Containers are stacked on docks at Busan Port, Tuesday. Yonhap

By Yi Whan-woo

Korea's gross domestic product (GDP) per capita fell at the third-fastest pace among the world's major economies last year, driven by a sharp depreciation of the Korean currency against the U.S dollar, according to a report, Wednesday.

Compiled by the Bank of Korea (BOK) and released by Rep. Jin Sun-mee of the main opposition Democratic Party of Korea (DPK), the report showed GDP per capita in Korea dropped 8.2 percent to $32,142 in 2022 from a year earlier.

The report was based on data from the Organization for Economic Co-operation and Development (OECD) and the World Bank (WB).

The pace of decline in Korea's GDP per capita was the steepest among the world's 47 largest economies, many of them OECD members, except for Japan which posted a 15.1 percent fall and Sweden which declined 8.5 percent.

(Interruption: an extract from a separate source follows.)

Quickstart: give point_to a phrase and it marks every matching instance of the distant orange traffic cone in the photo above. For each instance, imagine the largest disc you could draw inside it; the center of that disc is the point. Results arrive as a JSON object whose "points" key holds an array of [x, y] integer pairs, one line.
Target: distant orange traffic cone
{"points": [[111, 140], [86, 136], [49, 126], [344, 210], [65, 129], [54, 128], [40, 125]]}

Korea accordingly had the 23rd-highest GDP per capita among the surveyed countries, trailing 20th-ranked Italy ($34,109), 21st-ranked Japan ($33,864) and 22nd-ranked Russia ($32,410).

Luxemburg topped the list with $125,558, trailed by Norway with $106,180, Ireland with $104,237, Switzerland with $91,976 and the United States with $76,360.

The report attributed the fall in Korea's GDP per capita to the weakened value of the Korean won against the dollar.

The Korean currency was traded at 1,291.75 per dollar on average in 2022, a 12.9 percent depreciation from the previous year.

In terms of the local currency, South Korea's nominal GDP advanced 3.9 percent to 2,161.8 trillion won ($1.68 trillion) on a year-on-year basis.

The dollar-converted figure, however, was down 7.9 percent year-on-year. It was the second-largest decline among the 47 countries after Japan with a 15.5 percent fall.

“Such a decrease in dollar-converted nominal GDP is worrisome, because it indicates that the country's economy as a whole shrank back to its size from 10 years ago,” the DPK lawmaker said, making a comparison with the 2013 GDP of $1.37 trillion.

The lawmaker said the government, despite months of sluggish exports, “does not appear to have any vision to revitalize the economy and it is feared to lose growth momentum completely in the end.”